Ci sono posti in cui vai per divertirti e stare bene, ma anche posti in cui in qualche modo “devi” esserci: perché il solo fatto di esserci, essere presenti, partecipare diventa anche una dichiarazione d’intenti. Oh, sia chiaro: nulla dev’essere un dovere, e musica, festival e tutto ciò che gli ruota attorno deve essere qualcosa che si fa in primis per sentirsi meglio, da non affrontare come un task lavorativo o esistenziale.
Per fortuna, stiamo vivendo una fase tale, con un fiorire di talenti e di certezze qui dalle nostre parti, che andare ad un festival come Manifesto riesce ad essere sia un “dovere” – e ora proveremo a spiegare perché – che un grande piacere, perché è un contesto dove si sta davvero bene e si ascolta musica avvolgente, sorridente, calda, piena di umanità… anche quando vira sul digitale.

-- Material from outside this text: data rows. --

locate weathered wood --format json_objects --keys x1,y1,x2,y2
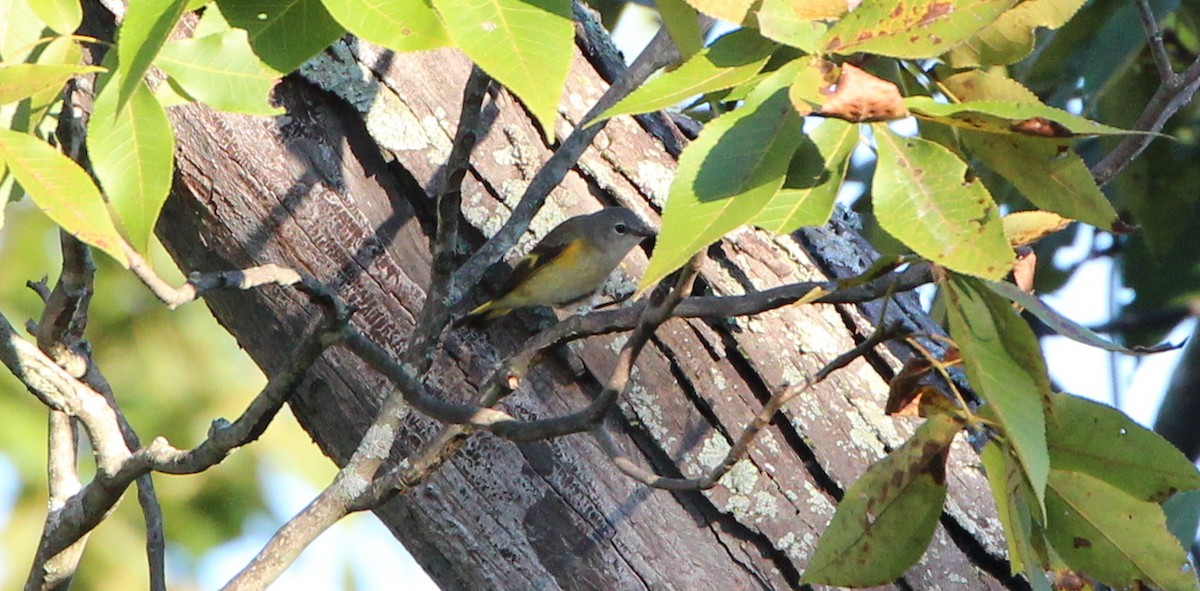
[{"x1": 156, "y1": 27, "x2": 1016, "y2": 591}]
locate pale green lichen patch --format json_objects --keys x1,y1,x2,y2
[
  {"x1": 621, "y1": 382, "x2": 673, "y2": 446},
  {"x1": 634, "y1": 160, "x2": 672, "y2": 207}
]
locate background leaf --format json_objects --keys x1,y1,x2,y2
[
  {"x1": 872, "y1": 126, "x2": 1013, "y2": 279},
  {"x1": 945, "y1": 0, "x2": 1087, "y2": 67}
]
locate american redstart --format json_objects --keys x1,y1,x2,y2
[{"x1": 458, "y1": 207, "x2": 655, "y2": 325}]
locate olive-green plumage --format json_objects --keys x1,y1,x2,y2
[{"x1": 460, "y1": 208, "x2": 655, "y2": 325}]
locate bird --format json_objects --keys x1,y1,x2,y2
[{"x1": 458, "y1": 207, "x2": 655, "y2": 326}]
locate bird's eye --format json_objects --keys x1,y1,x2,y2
[{"x1": 614, "y1": 223, "x2": 628, "y2": 234}]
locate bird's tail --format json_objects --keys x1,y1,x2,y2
[{"x1": 452, "y1": 300, "x2": 509, "y2": 328}]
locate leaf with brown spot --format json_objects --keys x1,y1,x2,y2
[
  {"x1": 801, "y1": 413, "x2": 965, "y2": 586},
  {"x1": 906, "y1": 96, "x2": 1144, "y2": 137},
  {"x1": 872, "y1": 125, "x2": 1014, "y2": 279},
  {"x1": 814, "y1": 63, "x2": 909, "y2": 122},
  {"x1": 821, "y1": 0, "x2": 1017, "y2": 58},
  {"x1": 1046, "y1": 470, "x2": 1200, "y2": 591}
]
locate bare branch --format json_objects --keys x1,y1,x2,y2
[
  {"x1": 1091, "y1": 56, "x2": 1200, "y2": 185},
  {"x1": 125, "y1": 245, "x2": 307, "y2": 310},
  {"x1": 1135, "y1": 0, "x2": 1175, "y2": 84}
]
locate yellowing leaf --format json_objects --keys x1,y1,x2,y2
[
  {"x1": 754, "y1": 0, "x2": 836, "y2": 52},
  {"x1": 88, "y1": 77, "x2": 174, "y2": 254},
  {"x1": 0, "y1": 63, "x2": 103, "y2": 105},
  {"x1": 321, "y1": 0, "x2": 448, "y2": 52},
  {"x1": 0, "y1": 128, "x2": 127, "y2": 265},
  {"x1": 1002, "y1": 210, "x2": 1070, "y2": 248},
  {"x1": 966, "y1": 131, "x2": 1119, "y2": 229},
  {"x1": 947, "y1": 0, "x2": 1087, "y2": 67},
  {"x1": 29, "y1": 0, "x2": 81, "y2": 34},
  {"x1": 657, "y1": 0, "x2": 703, "y2": 59},
  {"x1": 1046, "y1": 470, "x2": 1200, "y2": 591},
  {"x1": 944, "y1": 273, "x2": 1050, "y2": 510},
  {"x1": 683, "y1": 0, "x2": 755, "y2": 23},
  {"x1": 980, "y1": 442, "x2": 1053, "y2": 589},
  {"x1": 872, "y1": 126, "x2": 1013, "y2": 279},
  {"x1": 821, "y1": 0, "x2": 1017, "y2": 58},
  {"x1": 803, "y1": 412, "x2": 964, "y2": 586},
  {"x1": 941, "y1": 69, "x2": 1041, "y2": 103},
  {"x1": 641, "y1": 85, "x2": 804, "y2": 290}
]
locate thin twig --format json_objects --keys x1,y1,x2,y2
[
  {"x1": 592, "y1": 324, "x2": 899, "y2": 490},
  {"x1": 125, "y1": 244, "x2": 306, "y2": 310},
  {"x1": 1091, "y1": 55, "x2": 1200, "y2": 185},
  {"x1": 1135, "y1": 0, "x2": 1176, "y2": 84}
]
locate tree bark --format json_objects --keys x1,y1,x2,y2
[{"x1": 154, "y1": 18, "x2": 1018, "y2": 591}]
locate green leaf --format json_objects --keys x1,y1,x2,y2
[
  {"x1": 872, "y1": 126, "x2": 1013, "y2": 279},
  {"x1": 641, "y1": 86, "x2": 804, "y2": 290},
  {"x1": 0, "y1": 128, "x2": 127, "y2": 265},
  {"x1": 906, "y1": 96, "x2": 1137, "y2": 137},
  {"x1": 656, "y1": 0, "x2": 703, "y2": 60},
  {"x1": 29, "y1": 0, "x2": 81, "y2": 34},
  {"x1": 155, "y1": 29, "x2": 283, "y2": 115},
  {"x1": 985, "y1": 280, "x2": 1178, "y2": 355},
  {"x1": 980, "y1": 442, "x2": 1053, "y2": 589},
  {"x1": 113, "y1": 0, "x2": 190, "y2": 111},
  {"x1": 944, "y1": 274, "x2": 1050, "y2": 509},
  {"x1": 1046, "y1": 470, "x2": 1200, "y2": 591},
  {"x1": 321, "y1": 0, "x2": 448, "y2": 52},
  {"x1": 754, "y1": 0, "x2": 836, "y2": 53},
  {"x1": 597, "y1": 28, "x2": 775, "y2": 123},
  {"x1": 1046, "y1": 393, "x2": 1200, "y2": 502},
  {"x1": 0, "y1": 63, "x2": 103, "y2": 105},
  {"x1": 946, "y1": 0, "x2": 1087, "y2": 67},
  {"x1": 88, "y1": 77, "x2": 174, "y2": 254},
  {"x1": 802, "y1": 413, "x2": 963, "y2": 586},
  {"x1": 432, "y1": 0, "x2": 572, "y2": 141},
  {"x1": 218, "y1": 0, "x2": 345, "y2": 72},
  {"x1": 821, "y1": 0, "x2": 1016, "y2": 58},
  {"x1": 962, "y1": 131, "x2": 1118, "y2": 229},
  {"x1": 753, "y1": 119, "x2": 857, "y2": 233}
]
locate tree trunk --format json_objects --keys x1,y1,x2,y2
[{"x1": 155, "y1": 17, "x2": 1018, "y2": 591}]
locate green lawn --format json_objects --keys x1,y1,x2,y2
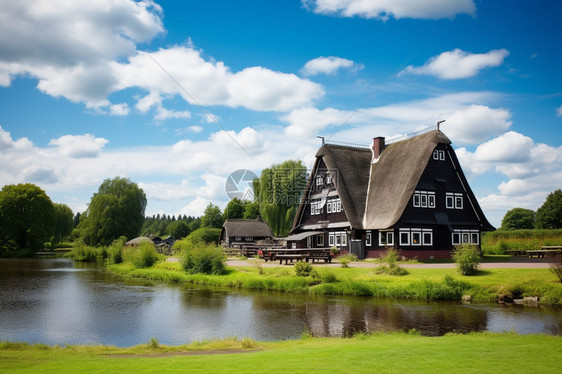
[
  {"x1": 107, "y1": 261, "x2": 562, "y2": 306},
  {"x1": 1, "y1": 333, "x2": 560, "y2": 373}
]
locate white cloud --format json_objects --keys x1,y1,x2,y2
[
  {"x1": 301, "y1": 56, "x2": 361, "y2": 76},
  {"x1": 189, "y1": 126, "x2": 203, "y2": 133},
  {"x1": 110, "y1": 103, "x2": 130, "y2": 116},
  {"x1": 154, "y1": 107, "x2": 192, "y2": 122},
  {"x1": 557, "y1": 105, "x2": 562, "y2": 117},
  {"x1": 283, "y1": 107, "x2": 351, "y2": 137},
  {"x1": 445, "y1": 105, "x2": 512, "y2": 144},
  {"x1": 49, "y1": 134, "x2": 109, "y2": 158},
  {"x1": 402, "y1": 49, "x2": 509, "y2": 79},
  {"x1": 303, "y1": 0, "x2": 476, "y2": 20}
]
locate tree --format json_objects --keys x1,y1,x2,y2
[
  {"x1": 535, "y1": 189, "x2": 562, "y2": 229},
  {"x1": 165, "y1": 220, "x2": 190, "y2": 239},
  {"x1": 201, "y1": 203, "x2": 224, "y2": 228},
  {"x1": 500, "y1": 208, "x2": 535, "y2": 230},
  {"x1": 52, "y1": 203, "x2": 74, "y2": 245},
  {"x1": 0, "y1": 183, "x2": 55, "y2": 253},
  {"x1": 222, "y1": 198, "x2": 247, "y2": 221},
  {"x1": 243, "y1": 201, "x2": 260, "y2": 219},
  {"x1": 78, "y1": 177, "x2": 147, "y2": 246},
  {"x1": 254, "y1": 160, "x2": 307, "y2": 236}
]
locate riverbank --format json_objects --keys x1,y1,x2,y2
[
  {"x1": 1, "y1": 332, "x2": 560, "y2": 373},
  {"x1": 108, "y1": 259, "x2": 562, "y2": 306}
]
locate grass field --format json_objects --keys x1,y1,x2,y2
[
  {"x1": 107, "y1": 261, "x2": 562, "y2": 306},
  {"x1": 1, "y1": 333, "x2": 560, "y2": 373}
]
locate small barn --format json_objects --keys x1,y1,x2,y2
[{"x1": 220, "y1": 218, "x2": 274, "y2": 248}]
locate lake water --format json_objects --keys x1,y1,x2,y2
[{"x1": 0, "y1": 258, "x2": 560, "y2": 347}]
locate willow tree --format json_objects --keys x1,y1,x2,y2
[
  {"x1": 78, "y1": 177, "x2": 146, "y2": 246},
  {"x1": 254, "y1": 160, "x2": 307, "y2": 237}
]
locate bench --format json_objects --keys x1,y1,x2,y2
[{"x1": 276, "y1": 254, "x2": 307, "y2": 265}]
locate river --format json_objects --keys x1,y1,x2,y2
[{"x1": 0, "y1": 258, "x2": 560, "y2": 347}]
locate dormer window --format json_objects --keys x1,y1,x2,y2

“Dovere”, perché? Manifesto è stato fin dall’inizio uno di quei festival che ha creduto molto negli artisti di casa nostra, disegnando per loro ruoli da headliner e non solo da semplici riempitivi, da “…speriamo che porti gli amici tuoi a vedere il tuo live, così alziamo qualche biglietto in più”. Lo vedevi proprio dal tipo di scelte, dalla dislocazione nella line up. La tradizione continua anche quest’anno: perché se è vero che ci sono degli ospiti stranieri di riguardo, anzi, di riguardissimo (James Holden, anche ora in versione live band con The Animal Spirits, è sempre un maestro assoluto; idem nel suo William Basinski, per giunta qui con la collaborazione dell’ottimo Lawrence English), è altrettanto vero che Manifesto fa sentire talmente “a casa” e ben rispettati alcuni artisti italiani che essi lo scelgono volentieri per presentare progetti speciali: lo fa Jolly Mare, che esegue per la prima volta in assoluto il live legato a “Logica Natura”, lo fanno Indian Wells, M a n a , Capibara e K-Conjog, tutti con dei set A/V, quindi ecco, il livello sinestetico (e di fascino) si alza.

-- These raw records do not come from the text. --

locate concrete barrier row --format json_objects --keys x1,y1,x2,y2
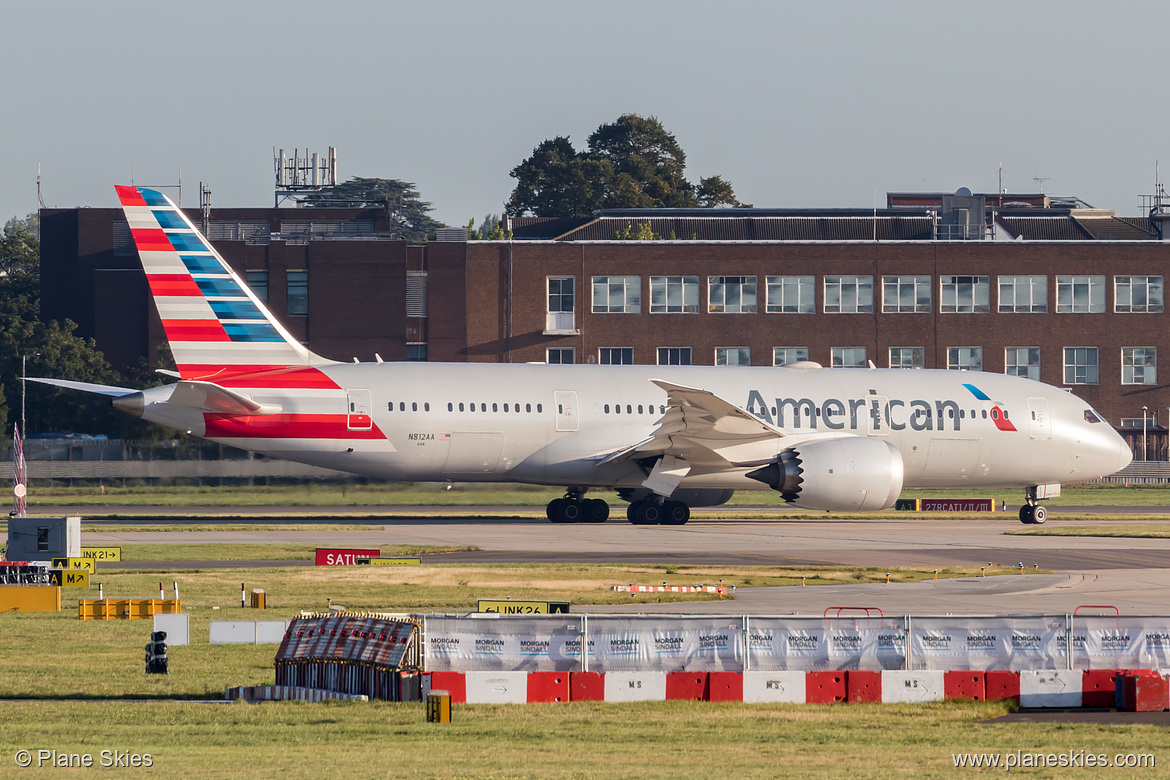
[
  {"x1": 225, "y1": 685, "x2": 369, "y2": 702},
  {"x1": 422, "y1": 669, "x2": 1170, "y2": 709}
]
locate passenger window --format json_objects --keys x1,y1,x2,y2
[
  {"x1": 615, "y1": 404, "x2": 621, "y2": 415},
  {"x1": 526, "y1": 403, "x2": 532, "y2": 413},
  {"x1": 504, "y1": 403, "x2": 509, "y2": 412},
  {"x1": 425, "y1": 403, "x2": 430, "y2": 412},
  {"x1": 481, "y1": 403, "x2": 487, "y2": 412},
  {"x1": 387, "y1": 403, "x2": 393, "y2": 411},
  {"x1": 558, "y1": 404, "x2": 563, "y2": 414},
  {"x1": 399, "y1": 402, "x2": 405, "y2": 412},
  {"x1": 459, "y1": 403, "x2": 465, "y2": 412},
  {"x1": 604, "y1": 404, "x2": 610, "y2": 414},
  {"x1": 412, "y1": 402, "x2": 418, "y2": 412},
  {"x1": 448, "y1": 403, "x2": 453, "y2": 412},
  {"x1": 638, "y1": 405, "x2": 643, "y2": 414},
  {"x1": 626, "y1": 405, "x2": 632, "y2": 414},
  {"x1": 492, "y1": 403, "x2": 498, "y2": 412},
  {"x1": 982, "y1": 410, "x2": 987, "y2": 418},
  {"x1": 350, "y1": 403, "x2": 355, "y2": 412},
  {"x1": 537, "y1": 404, "x2": 542, "y2": 413}
]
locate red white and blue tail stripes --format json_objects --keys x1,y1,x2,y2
[{"x1": 115, "y1": 185, "x2": 337, "y2": 385}]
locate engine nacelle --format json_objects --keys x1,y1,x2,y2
[{"x1": 746, "y1": 437, "x2": 903, "y2": 512}]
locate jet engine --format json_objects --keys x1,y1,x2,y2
[{"x1": 746, "y1": 437, "x2": 903, "y2": 512}]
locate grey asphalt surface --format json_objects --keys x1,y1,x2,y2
[{"x1": 68, "y1": 509, "x2": 1170, "y2": 615}]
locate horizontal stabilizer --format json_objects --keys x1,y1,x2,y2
[
  {"x1": 168, "y1": 380, "x2": 282, "y2": 416},
  {"x1": 26, "y1": 377, "x2": 138, "y2": 397}
]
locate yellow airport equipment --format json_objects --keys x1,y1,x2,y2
[
  {"x1": 78, "y1": 598, "x2": 182, "y2": 620},
  {"x1": 0, "y1": 586, "x2": 61, "y2": 612},
  {"x1": 250, "y1": 589, "x2": 266, "y2": 609},
  {"x1": 426, "y1": 692, "x2": 451, "y2": 723}
]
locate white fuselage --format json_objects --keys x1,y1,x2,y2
[{"x1": 133, "y1": 363, "x2": 1132, "y2": 494}]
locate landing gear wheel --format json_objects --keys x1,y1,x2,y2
[
  {"x1": 1018, "y1": 506, "x2": 1033, "y2": 524},
  {"x1": 628, "y1": 500, "x2": 662, "y2": 525},
  {"x1": 548, "y1": 498, "x2": 566, "y2": 522},
  {"x1": 662, "y1": 501, "x2": 690, "y2": 525},
  {"x1": 583, "y1": 498, "x2": 609, "y2": 523},
  {"x1": 1031, "y1": 505, "x2": 1047, "y2": 525},
  {"x1": 561, "y1": 500, "x2": 582, "y2": 522}
]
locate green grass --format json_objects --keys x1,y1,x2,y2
[
  {"x1": 2, "y1": 699, "x2": 1165, "y2": 779},
  {"x1": 1008, "y1": 524, "x2": 1170, "y2": 538},
  {"x1": 0, "y1": 551, "x2": 1151, "y2": 778},
  {"x1": 20, "y1": 481, "x2": 1170, "y2": 508}
]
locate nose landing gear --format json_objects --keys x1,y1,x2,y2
[{"x1": 1018, "y1": 485, "x2": 1055, "y2": 524}]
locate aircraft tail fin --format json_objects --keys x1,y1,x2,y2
[{"x1": 115, "y1": 185, "x2": 337, "y2": 382}]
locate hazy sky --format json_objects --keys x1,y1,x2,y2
[{"x1": 4, "y1": 0, "x2": 1168, "y2": 226}]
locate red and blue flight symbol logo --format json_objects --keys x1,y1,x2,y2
[{"x1": 962, "y1": 384, "x2": 1017, "y2": 432}]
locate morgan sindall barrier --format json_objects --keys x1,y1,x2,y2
[{"x1": 421, "y1": 613, "x2": 1170, "y2": 673}]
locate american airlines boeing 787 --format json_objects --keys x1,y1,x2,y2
[{"x1": 35, "y1": 186, "x2": 1132, "y2": 525}]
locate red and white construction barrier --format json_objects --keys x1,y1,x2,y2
[
  {"x1": 611, "y1": 585, "x2": 733, "y2": 595},
  {"x1": 420, "y1": 669, "x2": 1170, "y2": 710},
  {"x1": 225, "y1": 685, "x2": 369, "y2": 702}
]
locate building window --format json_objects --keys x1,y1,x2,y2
[
  {"x1": 1115, "y1": 276, "x2": 1164, "y2": 313},
  {"x1": 824, "y1": 276, "x2": 874, "y2": 314},
  {"x1": 599, "y1": 347, "x2": 633, "y2": 365},
  {"x1": 246, "y1": 270, "x2": 268, "y2": 303},
  {"x1": 708, "y1": 276, "x2": 757, "y2": 313},
  {"x1": 547, "y1": 347, "x2": 575, "y2": 364},
  {"x1": 1004, "y1": 347, "x2": 1040, "y2": 381},
  {"x1": 1064, "y1": 347, "x2": 1099, "y2": 385},
  {"x1": 657, "y1": 347, "x2": 692, "y2": 365},
  {"x1": 650, "y1": 276, "x2": 699, "y2": 313},
  {"x1": 715, "y1": 347, "x2": 751, "y2": 366},
  {"x1": 1122, "y1": 347, "x2": 1157, "y2": 385},
  {"x1": 286, "y1": 270, "x2": 308, "y2": 316},
  {"x1": 947, "y1": 347, "x2": 983, "y2": 371},
  {"x1": 546, "y1": 277, "x2": 576, "y2": 331},
  {"x1": 405, "y1": 345, "x2": 427, "y2": 361},
  {"x1": 1056, "y1": 276, "x2": 1105, "y2": 313},
  {"x1": 889, "y1": 347, "x2": 924, "y2": 369},
  {"x1": 998, "y1": 276, "x2": 1047, "y2": 313},
  {"x1": 766, "y1": 275, "x2": 814, "y2": 313},
  {"x1": 592, "y1": 276, "x2": 640, "y2": 313},
  {"x1": 831, "y1": 347, "x2": 867, "y2": 368},
  {"x1": 882, "y1": 276, "x2": 931, "y2": 313},
  {"x1": 773, "y1": 347, "x2": 809, "y2": 366},
  {"x1": 939, "y1": 275, "x2": 990, "y2": 313}
]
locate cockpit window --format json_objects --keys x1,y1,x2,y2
[{"x1": 1084, "y1": 409, "x2": 1106, "y2": 424}]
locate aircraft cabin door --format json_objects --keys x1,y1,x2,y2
[
  {"x1": 347, "y1": 389, "x2": 373, "y2": 431},
  {"x1": 554, "y1": 391, "x2": 579, "y2": 432},
  {"x1": 1026, "y1": 397, "x2": 1050, "y2": 440}
]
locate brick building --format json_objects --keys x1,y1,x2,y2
[{"x1": 38, "y1": 191, "x2": 1170, "y2": 459}]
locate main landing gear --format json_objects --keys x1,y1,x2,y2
[
  {"x1": 627, "y1": 498, "x2": 689, "y2": 526},
  {"x1": 546, "y1": 490, "x2": 609, "y2": 523}
]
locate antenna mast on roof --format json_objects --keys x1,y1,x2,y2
[{"x1": 1033, "y1": 175, "x2": 1050, "y2": 194}]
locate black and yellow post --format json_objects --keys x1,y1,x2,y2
[{"x1": 426, "y1": 691, "x2": 451, "y2": 723}]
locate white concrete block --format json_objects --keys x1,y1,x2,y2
[
  {"x1": 1019, "y1": 670, "x2": 1082, "y2": 708},
  {"x1": 603, "y1": 671, "x2": 667, "y2": 702},
  {"x1": 465, "y1": 671, "x2": 528, "y2": 704},
  {"x1": 153, "y1": 613, "x2": 189, "y2": 646},
  {"x1": 743, "y1": 671, "x2": 806, "y2": 703},
  {"x1": 882, "y1": 671, "x2": 945, "y2": 703},
  {"x1": 255, "y1": 621, "x2": 288, "y2": 644},
  {"x1": 209, "y1": 621, "x2": 256, "y2": 644}
]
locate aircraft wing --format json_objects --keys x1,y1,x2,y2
[{"x1": 599, "y1": 380, "x2": 790, "y2": 485}]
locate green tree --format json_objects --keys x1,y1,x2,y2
[
  {"x1": 505, "y1": 114, "x2": 747, "y2": 217},
  {"x1": 300, "y1": 177, "x2": 445, "y2": 242}
]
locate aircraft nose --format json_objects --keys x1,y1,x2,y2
[{"x1": 1113, "y1": 432, "x2": 1133, "y2": 473}]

La zona-ballo sarà appaltata a Populous in versione dj (non c’è bisogno di presentazioni… e in più questo “fronte latinosudamericano sarà arricchito dal live di El Buho) e a G-Amp, che non è nient’altri che Giampiero Stramaccia, uno dei creatori del lungo e bellissimo miracolo-Dancity. Ma non solo: tornando agli stranieri ci sono un paio di nomi che possono diventare delle potenziali, notevolissime sorprese: uno è quello della francese Coucou Chloe, già resident ad NTS, pop/rap technologico 2.0; l’altro è quello dell’ungherese Gabor Lazar, e tra l’altro è raro vedere/sentire artisti ungheresi passare dalle nostre parti, diventa un motivo di interesse e curiosità in più.

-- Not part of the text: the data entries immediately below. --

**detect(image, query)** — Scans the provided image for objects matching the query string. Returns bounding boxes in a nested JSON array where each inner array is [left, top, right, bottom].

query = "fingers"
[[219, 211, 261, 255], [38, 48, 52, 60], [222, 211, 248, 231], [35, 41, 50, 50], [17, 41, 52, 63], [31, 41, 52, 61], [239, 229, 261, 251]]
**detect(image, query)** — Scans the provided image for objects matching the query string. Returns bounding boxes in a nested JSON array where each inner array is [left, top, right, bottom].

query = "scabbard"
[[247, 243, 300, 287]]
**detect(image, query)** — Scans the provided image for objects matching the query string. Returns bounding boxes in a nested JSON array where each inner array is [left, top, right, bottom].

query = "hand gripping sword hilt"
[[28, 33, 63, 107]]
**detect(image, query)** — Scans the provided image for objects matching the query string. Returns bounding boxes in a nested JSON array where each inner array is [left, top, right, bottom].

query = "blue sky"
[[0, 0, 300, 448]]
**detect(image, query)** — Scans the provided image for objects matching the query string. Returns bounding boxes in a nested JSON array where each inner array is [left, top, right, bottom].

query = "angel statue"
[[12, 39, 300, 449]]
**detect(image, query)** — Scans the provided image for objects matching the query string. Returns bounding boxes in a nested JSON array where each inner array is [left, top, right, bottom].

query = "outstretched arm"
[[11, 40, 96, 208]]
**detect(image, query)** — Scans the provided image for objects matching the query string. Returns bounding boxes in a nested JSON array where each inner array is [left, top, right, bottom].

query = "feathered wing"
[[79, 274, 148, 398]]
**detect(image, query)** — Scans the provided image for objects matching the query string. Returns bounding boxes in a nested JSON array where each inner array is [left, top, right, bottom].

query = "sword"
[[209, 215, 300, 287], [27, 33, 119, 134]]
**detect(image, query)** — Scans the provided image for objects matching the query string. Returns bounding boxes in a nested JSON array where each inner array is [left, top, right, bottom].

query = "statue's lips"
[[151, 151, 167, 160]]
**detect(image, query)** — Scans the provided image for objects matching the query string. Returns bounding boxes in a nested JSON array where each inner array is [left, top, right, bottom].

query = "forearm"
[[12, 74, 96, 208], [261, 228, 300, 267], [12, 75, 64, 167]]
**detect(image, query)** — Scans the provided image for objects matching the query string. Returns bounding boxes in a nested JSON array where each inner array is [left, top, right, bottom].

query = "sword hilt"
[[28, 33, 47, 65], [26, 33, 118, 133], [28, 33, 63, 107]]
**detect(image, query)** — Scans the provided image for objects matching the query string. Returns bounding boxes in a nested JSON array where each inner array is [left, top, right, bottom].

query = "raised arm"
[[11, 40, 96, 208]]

Tutte le info le potete trovare qui. Ci sarà anche il momento degli approfondimenti diurni, in cui non mancheremo di essere co-protagonisti in un talk organizzato da Soundreef dove si parlerà di musica ed innovazione. Per i più pigri, una prima overview del programma la vedete direttamente qui sotto. Manifesto continua a tenere alto il livello e ad avere l’attitudine giusta. Bravi. Massimo supporto, e non certo solo nostro. Anche perché posiziona Roma all’avanguardia e all’eccellenza, ed è una città troppo importante nella storia dei festival nostrani per essere “lasciata indietro”. Ha tutta la storia, la capacità, le conoscenze, l’energia per fare la differenza e fare da traino ed ispirazione per altre realtà. Manifesto, in questo, ci riesce decisamente bene.